Hertogs was in a homosexual relationship with Cornelis Stolk, Vice President of the court in The Hague.

== Arrest ==
After the murder on Edith Post, the police received an anonymous call with the information that Edith had bitten her murderer, and a bouncer of nightclub "De Nachtegaal" (The Nightingale) had a severe bite wound on his little finger. The bouncer, who was subsequently arrested, turned out to be Koos Hertogs. Police searched his house and found traces of blood matched to Tialda Visser and Emy den Boer. In the attic, police found an insulated room. It is believed that Hertogs hid and raped his victims here for a period of time, before killing them. Hertogs was sentenced to life imprisonment. Until 1989 Hertogs denied killing the girls. However, after consultation with his lawyer, he confessed so he could be placed on a lighter regime.

== Sting operation ==
For a long time, there were rumours that Hertogs had protection from high-level individuals. In the book Zuidwal, which tells the story of the serial killer, it is claimed that Hertogs was protected by Cornelis Stolk, an important judge and vice president of the court, however, both men denied the claims. In 2009 crime reporter Peter R. de Vries started a sting operation, trying to reveal if Hertogs murdered more people or if the claims made in the book were true. While being filmed with hidden cameras, Hertogs, talking with a 'dear' friend, who turned out to be an infiltrator working for De Vries, made some notable admissions.

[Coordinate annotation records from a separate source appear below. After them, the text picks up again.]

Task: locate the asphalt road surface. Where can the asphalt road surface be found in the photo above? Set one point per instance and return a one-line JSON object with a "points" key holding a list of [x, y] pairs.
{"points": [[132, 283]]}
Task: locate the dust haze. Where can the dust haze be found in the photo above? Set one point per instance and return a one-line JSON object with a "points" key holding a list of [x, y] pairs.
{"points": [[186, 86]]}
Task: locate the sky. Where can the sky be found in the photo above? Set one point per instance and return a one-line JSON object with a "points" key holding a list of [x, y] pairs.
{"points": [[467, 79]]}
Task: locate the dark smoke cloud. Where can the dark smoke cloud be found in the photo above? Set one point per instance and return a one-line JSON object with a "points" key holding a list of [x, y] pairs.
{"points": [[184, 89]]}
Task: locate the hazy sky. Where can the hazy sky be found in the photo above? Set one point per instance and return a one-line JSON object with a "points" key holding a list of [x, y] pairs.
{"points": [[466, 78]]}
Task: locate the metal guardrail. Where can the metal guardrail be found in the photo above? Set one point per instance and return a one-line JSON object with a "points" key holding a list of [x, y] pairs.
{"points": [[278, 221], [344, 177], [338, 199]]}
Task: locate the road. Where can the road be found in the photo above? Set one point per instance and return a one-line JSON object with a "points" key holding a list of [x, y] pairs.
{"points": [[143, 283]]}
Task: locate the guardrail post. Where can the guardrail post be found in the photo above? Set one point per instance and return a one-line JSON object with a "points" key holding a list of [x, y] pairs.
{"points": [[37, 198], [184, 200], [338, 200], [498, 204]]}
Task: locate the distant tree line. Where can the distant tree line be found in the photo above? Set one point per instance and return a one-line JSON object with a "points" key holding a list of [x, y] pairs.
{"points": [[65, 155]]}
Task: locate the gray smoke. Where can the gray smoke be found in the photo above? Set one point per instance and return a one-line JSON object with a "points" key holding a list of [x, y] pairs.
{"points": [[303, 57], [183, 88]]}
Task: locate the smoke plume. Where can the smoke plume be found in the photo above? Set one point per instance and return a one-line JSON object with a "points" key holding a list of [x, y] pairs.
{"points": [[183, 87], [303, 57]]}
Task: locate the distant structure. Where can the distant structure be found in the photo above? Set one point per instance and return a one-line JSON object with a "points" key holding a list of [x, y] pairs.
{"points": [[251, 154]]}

- He admitted he kidnapped and murdered the three girls.
- With the murder of Edith Post he had an accomplice.
- Three times he had plans to murder someone, however, the plans weren't carried out or failed.
  - Claimed a man he planned to kill who he had an argument with fled inside a pool hall before Hertogs could kill him.
  - Claimed he planned to kill a director of a juvenile prison, however, the man died before Hertogs could carry out his plan.
  - Hertogs lured an inmate into a trap, however, a guard got suspicious and locked him up.
- Confessed knowing who murdered the two Swedish women Gun-Ingeborg Johannesson (18) and Ann Jönsson (19) in a forest near La Roche-en-Ardenne.
- Confessed he had a special bond with judge Cornelis Stolk. Stolk paid for the driver's license of Hertogs and after an earlier conviction, Stolk placed him under the care of a 'befriended' psychiatrist, who later turned out to be the ex-wife of Stolk. At the end of the television show, it was revealed that Hertogs, in return, offered sexual services (oral sex) and child pornography to Cornelis Stolk. Mr. Cornelis Stolk died on 10 June 2004, aged 87.